Enfin, dernier détail du style de cette i3 et non des moindres, le très étrange décrochement de la ceinture de caisse au niveau de la vitre arrière, ainsi que la forme pour le moins inhabituelle de la custode arrière.

C’est cette originalité qui fait de la i3 un vrai aimant à regards. Pas objectivement belle, elle profite cependant d’un style, aussi moderne et original que sa conception mécanique, qui ne laisse pas indifférent.

La surprise liée au style grandit encore lorsque vous ouvrez la porte pour pénétrer à l’intérieur. Tout d’abord, la portière apparaît sans montant à la manière d’un coupé. Puis on remarque l’absence de montant central. Enfin on découvre que les portes arrière s’ouvrent, mais pas dans le sens habituel. Il s’agit en effet de portes antagonistes (à la façon de la Mazda RX-8). Une fois les portes avant et arrière ouvertes, le dégagement vers l’habitacle est total. Certes les portes arrière sont étroites, mais si vous avez toujours du mal à prendre place, le dossier des sièges avant peut aussi basculer à la façon d’une trois portes.

Cette grande ouverture permet donc de prendre pleinement conscience de l’originalité de cet habitacle et d’un détail surprenant : le plancher est plat ! Point qui a permis de ne pas avoir à habiller un tunnel de transmission par une console centrale imposante.

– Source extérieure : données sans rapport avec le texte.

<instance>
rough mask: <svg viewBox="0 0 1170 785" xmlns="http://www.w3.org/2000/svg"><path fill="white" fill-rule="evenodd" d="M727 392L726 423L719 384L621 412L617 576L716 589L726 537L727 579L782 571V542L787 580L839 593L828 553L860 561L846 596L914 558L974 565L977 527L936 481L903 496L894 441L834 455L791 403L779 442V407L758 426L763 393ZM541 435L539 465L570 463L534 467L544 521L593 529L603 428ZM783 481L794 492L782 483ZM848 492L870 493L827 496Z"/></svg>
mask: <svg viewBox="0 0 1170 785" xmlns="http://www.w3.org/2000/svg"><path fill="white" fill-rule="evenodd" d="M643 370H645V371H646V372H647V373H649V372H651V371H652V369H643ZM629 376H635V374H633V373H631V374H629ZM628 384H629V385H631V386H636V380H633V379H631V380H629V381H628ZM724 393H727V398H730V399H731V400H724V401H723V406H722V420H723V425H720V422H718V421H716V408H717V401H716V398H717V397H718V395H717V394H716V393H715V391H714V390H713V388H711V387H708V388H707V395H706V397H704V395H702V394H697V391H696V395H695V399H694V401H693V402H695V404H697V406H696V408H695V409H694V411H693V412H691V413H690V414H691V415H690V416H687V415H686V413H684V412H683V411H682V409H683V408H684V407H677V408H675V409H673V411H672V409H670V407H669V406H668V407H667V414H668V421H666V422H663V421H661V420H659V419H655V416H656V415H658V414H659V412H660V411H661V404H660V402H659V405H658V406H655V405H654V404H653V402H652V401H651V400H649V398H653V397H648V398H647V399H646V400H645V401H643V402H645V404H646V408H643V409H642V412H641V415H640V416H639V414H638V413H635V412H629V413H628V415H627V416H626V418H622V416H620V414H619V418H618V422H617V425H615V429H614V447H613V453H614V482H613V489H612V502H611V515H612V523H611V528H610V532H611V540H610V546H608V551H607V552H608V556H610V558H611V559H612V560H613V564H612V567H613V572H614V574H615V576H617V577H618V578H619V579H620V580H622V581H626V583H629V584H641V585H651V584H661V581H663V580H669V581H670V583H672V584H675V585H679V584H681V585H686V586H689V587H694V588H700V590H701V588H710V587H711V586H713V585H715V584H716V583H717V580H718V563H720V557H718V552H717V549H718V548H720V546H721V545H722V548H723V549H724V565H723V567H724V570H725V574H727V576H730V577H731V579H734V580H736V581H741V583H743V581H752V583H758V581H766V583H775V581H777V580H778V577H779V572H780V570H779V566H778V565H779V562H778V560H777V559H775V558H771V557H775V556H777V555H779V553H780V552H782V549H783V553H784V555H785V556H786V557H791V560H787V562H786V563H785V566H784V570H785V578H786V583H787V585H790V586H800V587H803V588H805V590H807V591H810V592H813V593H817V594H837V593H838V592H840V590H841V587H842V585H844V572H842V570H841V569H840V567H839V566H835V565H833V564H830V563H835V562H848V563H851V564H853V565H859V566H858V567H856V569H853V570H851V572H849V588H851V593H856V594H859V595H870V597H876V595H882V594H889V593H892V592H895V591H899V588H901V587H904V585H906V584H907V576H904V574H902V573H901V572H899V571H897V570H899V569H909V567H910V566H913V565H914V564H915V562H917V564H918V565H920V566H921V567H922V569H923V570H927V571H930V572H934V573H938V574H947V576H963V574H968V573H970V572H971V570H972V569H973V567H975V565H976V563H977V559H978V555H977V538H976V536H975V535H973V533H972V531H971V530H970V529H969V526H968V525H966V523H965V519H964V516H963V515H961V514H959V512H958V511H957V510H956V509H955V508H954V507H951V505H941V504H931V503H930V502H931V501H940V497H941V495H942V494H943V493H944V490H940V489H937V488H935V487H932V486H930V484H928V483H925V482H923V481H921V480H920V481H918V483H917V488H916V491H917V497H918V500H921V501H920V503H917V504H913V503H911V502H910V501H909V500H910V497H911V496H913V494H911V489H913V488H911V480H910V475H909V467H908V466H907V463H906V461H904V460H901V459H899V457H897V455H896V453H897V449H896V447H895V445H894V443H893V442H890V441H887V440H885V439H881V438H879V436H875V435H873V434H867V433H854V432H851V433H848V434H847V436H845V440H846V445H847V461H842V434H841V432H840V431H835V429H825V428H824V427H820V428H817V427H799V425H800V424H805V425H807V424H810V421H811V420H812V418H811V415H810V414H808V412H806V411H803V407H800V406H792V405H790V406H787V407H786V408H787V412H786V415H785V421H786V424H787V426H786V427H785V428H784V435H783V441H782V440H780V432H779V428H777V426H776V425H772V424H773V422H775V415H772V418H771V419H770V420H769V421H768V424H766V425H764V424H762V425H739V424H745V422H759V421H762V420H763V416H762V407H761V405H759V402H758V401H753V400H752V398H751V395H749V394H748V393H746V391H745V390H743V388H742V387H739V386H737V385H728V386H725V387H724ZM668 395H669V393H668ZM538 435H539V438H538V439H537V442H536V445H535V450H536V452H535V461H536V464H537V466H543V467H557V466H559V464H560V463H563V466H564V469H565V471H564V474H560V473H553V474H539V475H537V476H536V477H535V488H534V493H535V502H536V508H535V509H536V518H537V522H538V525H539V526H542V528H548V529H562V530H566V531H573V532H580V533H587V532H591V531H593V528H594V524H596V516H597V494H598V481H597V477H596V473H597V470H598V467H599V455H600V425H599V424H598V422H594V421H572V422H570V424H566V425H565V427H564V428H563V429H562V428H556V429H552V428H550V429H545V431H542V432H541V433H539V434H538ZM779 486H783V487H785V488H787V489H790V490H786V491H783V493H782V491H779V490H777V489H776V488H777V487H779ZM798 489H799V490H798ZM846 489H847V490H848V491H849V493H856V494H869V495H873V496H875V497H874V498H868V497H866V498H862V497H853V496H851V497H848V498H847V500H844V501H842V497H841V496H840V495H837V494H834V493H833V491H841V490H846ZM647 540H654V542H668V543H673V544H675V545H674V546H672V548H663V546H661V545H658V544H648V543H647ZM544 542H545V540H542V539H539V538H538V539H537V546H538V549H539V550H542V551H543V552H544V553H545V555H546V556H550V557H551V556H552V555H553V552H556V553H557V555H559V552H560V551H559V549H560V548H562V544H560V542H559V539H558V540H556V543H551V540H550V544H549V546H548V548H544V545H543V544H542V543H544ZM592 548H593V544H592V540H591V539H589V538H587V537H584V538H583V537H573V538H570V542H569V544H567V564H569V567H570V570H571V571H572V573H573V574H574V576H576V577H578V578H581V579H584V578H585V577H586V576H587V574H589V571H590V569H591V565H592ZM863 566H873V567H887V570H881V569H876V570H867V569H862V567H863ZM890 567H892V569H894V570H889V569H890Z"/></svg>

En effet, la planche de bord est séparée du reste et un espace vide à ses pieds permet de passer d’un côté à l’autre sans avoir à faire la moindre gymnastique. Cela donne aussi l’impression que la planche de bord est suspendue dans l’air tout en renforçant la sensation d’espace que procure cet habitacle. Une sensation d’espace que la très grande surface vitrée amplifie.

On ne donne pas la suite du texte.